• Theresa May given the weekend to change her Brexit plans or risk a Cabinet walkout.
  • A senior Cabinet source tells Business Insider that May faces a “killer moment” in Brexit talks.
  • Cabinet Brexiteers are angry with May’s refusal to put a definite end-point on her plans for a so-called Brexit “backstop.”
  • At least three ministers are poised to quit next week unless May changes course.
  • Under the planned backstop, the United Kingdom would effectively remain within the Customs Union indefinitely after Brexit, in order to prevent a hard-border with Northern Ireland.

LONDON – Theresa May has this coming weekend to change her Brexit plans or suffer a series of walkouts from her Cabinet, government sources have told Business Insider.

Leave-supporting ministers Andrea Leadsom, Penny Mordaunt, and Esther McVey are believed to be ready to quit the Cabinet if May agrees to a backstop which keeps the UK in the customs union indefinitely.

A senior Cabinet source told BI that the House of Commons leader Andrea Leadsom will decide on Monday whether to resign once the prime minister has presented her final backstop proposal, with her Cabinet colleagues including Mordaunt and McVey also poised to quit.

McVey, the Secretary of State for Work and Pensions, refused to declare her support for May’s Brexit plans on Thursday after International Development Secretary Mordaunt refused to do so earlier in the week.
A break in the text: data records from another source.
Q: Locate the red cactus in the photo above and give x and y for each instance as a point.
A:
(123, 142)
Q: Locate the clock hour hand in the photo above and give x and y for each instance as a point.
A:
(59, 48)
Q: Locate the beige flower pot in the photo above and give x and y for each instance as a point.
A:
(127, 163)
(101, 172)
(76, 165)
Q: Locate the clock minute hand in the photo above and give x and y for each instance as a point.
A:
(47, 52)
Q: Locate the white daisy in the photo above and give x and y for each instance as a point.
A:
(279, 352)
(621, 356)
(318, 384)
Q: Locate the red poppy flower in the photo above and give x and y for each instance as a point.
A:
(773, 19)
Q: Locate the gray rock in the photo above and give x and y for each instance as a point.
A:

"This isn't just one more little compromise from the prime minister to get a deal over the line... it is the litmus test for the taking back control... this is the killer moment," a Cabinet source told BI.
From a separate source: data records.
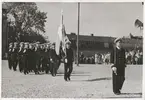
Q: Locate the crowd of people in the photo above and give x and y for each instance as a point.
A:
(132, 57)
(33, 57)
(98, 58)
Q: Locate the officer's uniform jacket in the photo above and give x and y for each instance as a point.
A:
(119, 61)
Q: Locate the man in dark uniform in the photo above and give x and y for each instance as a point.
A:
(25, 58)
(45, 61)
(118, 67)
(53, 60)
(20, 54)
(68, 64)
(36, 58)
(9, 55)
(15, 56)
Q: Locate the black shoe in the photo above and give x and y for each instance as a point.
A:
(117, 93)
(68, 78)
(65, 78)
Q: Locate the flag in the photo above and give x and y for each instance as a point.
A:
(61, 37)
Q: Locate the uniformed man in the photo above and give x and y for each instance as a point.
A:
(15, 56)
(118, 67)
(53, 60)
(9, 55)
(20, 54)
(68, 65)
(45, 62)
(36, 58)
(25, 58)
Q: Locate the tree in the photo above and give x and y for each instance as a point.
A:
(139, 24)
(28, 19)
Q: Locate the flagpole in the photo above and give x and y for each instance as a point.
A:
(78, 34)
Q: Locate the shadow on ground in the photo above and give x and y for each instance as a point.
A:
(100, 79)
(128, 95)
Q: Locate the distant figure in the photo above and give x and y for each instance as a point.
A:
(118, 67)
(96, 56)
(68, 65)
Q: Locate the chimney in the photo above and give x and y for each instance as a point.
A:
(92, 34)
(72, 33)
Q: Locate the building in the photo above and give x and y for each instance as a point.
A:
(90, 45)
(4, 32)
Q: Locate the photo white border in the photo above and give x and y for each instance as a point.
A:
(143, 81)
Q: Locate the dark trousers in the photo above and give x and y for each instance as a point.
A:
(53, 68)
(117, 82)
(21, 63)
(68, 68)
(10, 62)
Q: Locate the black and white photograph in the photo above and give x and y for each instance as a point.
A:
(72, 50)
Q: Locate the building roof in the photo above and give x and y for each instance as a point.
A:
(102, 39)
(91, 38)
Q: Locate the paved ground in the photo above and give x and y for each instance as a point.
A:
(87, 81)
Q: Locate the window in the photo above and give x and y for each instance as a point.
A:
(106, 45)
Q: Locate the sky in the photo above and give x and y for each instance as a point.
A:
(101, 19)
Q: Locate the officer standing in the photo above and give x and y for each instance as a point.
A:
(68, 65)
(20, 54)
(9, 55)
(53, 60)
(118, 67)
(15, 56)
(25, 58)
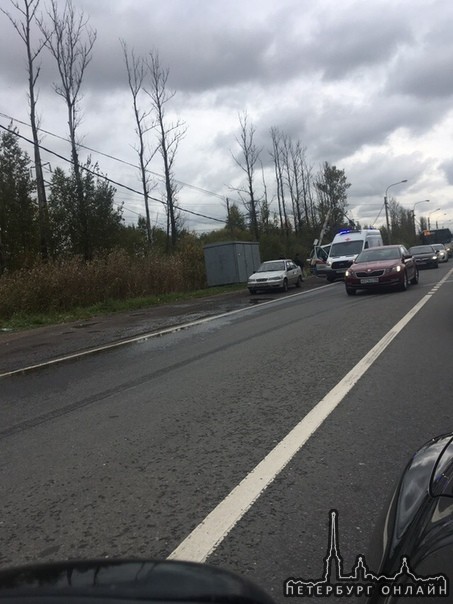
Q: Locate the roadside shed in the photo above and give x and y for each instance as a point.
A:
(230, 262)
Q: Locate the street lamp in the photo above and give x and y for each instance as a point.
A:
(429, 215)
(387, 207)
(413, 212)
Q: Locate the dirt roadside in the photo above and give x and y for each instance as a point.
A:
(30, 347)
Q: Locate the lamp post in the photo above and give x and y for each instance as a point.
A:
(413, 212)
(429, 216)
(386, 205)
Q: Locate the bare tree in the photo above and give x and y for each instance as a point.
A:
(137, 71)
(247, 161)
(169, 135)
(27, 10)
(71, 42)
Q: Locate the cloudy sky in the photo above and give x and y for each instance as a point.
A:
(366, 85)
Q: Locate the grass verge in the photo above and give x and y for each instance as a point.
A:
(20, 321)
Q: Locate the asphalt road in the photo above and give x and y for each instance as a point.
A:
(126, 452)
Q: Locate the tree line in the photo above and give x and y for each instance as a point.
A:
(75, 212)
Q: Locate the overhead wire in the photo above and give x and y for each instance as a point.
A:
(122, 161)
(108, 179)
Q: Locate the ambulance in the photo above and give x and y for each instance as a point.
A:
(345, 247)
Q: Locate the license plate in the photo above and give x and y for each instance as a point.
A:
(369, 280)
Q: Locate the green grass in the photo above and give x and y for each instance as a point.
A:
(21, 321)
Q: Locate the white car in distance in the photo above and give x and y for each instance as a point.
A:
(275, 274)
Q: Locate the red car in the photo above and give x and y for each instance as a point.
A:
(381, 267)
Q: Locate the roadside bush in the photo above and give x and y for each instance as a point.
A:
(67, 284)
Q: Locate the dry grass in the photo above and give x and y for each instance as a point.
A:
(64, 285)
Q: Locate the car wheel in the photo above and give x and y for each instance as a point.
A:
(414, 279)
(405, 282)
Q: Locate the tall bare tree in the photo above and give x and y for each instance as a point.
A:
(247, 161)
(24, 26)
(71, 41)
(169, 135)
(137, 72)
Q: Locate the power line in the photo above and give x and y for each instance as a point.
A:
(114, 182)
(122, 161)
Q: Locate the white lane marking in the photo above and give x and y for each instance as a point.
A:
(205, 538)
(147, 336)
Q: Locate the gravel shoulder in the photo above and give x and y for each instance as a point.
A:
(30, 347)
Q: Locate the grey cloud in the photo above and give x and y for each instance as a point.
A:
(365, 35)
(447, 168)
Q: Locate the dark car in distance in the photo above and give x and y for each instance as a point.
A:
(425, 256)
(388, 266)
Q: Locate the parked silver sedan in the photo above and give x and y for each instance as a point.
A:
(275, 274)
(441, 251)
"There will be a flurry of calls over the weekend between ministers," they said. "These days ministers rarely say what they mean in Cabinet because everything gets leaked... The prime minister needs to hear the mood by Monday."

The prime minister needs to hear the mood by Monday.
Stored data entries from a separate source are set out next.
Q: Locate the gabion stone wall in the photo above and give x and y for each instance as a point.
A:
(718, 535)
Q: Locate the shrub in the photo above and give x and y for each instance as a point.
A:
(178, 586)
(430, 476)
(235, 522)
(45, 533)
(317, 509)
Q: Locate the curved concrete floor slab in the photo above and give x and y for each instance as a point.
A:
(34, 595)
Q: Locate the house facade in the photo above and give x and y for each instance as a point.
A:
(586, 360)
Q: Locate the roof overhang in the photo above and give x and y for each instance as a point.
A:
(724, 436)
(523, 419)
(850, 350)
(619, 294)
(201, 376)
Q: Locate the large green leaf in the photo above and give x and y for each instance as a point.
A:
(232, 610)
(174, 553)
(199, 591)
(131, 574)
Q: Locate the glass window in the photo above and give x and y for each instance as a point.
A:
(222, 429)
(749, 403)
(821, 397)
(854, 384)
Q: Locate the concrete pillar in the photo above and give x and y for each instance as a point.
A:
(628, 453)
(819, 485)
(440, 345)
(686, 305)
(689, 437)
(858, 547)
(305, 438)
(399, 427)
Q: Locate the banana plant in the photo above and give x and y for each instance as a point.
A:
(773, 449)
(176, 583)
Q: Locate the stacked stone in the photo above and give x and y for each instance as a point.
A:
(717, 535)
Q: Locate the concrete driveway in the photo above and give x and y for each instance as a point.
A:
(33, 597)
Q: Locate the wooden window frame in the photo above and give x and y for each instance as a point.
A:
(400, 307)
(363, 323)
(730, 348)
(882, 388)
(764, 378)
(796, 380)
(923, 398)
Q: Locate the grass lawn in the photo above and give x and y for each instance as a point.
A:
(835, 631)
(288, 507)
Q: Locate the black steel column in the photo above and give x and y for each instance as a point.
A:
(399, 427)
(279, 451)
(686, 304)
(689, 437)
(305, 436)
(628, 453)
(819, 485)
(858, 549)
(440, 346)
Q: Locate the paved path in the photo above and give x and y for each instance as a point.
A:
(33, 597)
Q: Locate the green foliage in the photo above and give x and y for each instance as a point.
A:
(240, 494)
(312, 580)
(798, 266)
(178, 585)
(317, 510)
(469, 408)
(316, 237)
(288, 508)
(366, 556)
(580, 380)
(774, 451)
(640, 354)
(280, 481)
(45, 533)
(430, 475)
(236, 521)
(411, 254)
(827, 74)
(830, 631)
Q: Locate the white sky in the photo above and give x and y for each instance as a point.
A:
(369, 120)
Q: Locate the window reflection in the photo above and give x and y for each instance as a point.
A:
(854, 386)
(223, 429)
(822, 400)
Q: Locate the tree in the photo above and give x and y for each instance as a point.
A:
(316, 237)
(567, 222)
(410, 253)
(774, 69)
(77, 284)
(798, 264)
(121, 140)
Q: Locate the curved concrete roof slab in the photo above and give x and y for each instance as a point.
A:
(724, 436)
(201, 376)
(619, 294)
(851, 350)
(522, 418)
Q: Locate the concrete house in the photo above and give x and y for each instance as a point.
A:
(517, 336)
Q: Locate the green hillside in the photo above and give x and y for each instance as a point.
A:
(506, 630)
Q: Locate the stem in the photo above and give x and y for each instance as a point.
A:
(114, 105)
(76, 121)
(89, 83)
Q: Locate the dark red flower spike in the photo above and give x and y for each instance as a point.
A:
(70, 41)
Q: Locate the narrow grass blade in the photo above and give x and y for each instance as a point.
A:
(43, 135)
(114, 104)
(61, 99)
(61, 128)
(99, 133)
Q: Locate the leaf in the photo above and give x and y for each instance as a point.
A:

They added that until now, pro-Brexit ministers have been reluctant to quit, despite reservations with recent developments in Brexit talks, because they feel it will be easier to alter May's plans from inside Cabinet.

"What good are Boris [Johnson] and [David] Davis doing shouting from the outside? We need Brexiteers in the Cabinet," they said.

However, with just days to go until May's crucial summit with EU leaders, ministers believe action must be taken now.

They added that for the prime minister to wait until Tuesday's Cabinet meeting and somehow "bounce" ministers into supporting her deal would be "the worst possible way of doing it."

The back-stops here

Penny Mordaunt

Foto: Penny MordauntsourceJack Taylor/Getty Images

The latest Cabinet row is over the terms of the Irish backstop, which is the final issue to be resolved in Brexit negotiations between UK and EU negotiators for there to be a deal before the March deadline.

The backstop is the insurance policy for making sure the frictionless border between Northern Ireland and the Republic is maintained after Brexit. It will come into effect at the end of the proposed transition period, in January 2021, unless a new trading arrangement which protects the open Irish border is in place.

The current plan is for the UK to remain in the customs union during this period while Northern Ireland alone would also remain fully aligned to the single market. Cabinet Brexiteers are just about willing to accept this, as long as the backstop comes with a fixed endpoint - for example: it would cease on on January 29, 2023.

A spokesperson for the prime minister refused to commit to a time-limited backstop on Friday morning and instead said May would pursue a "temporary" arrangement.

May is also facing a rebellion from DUP MPs who prop up her government over new checks between Northern Ireland and the rest of the UK which come with the backstop plan currently being negotiated in Brussels.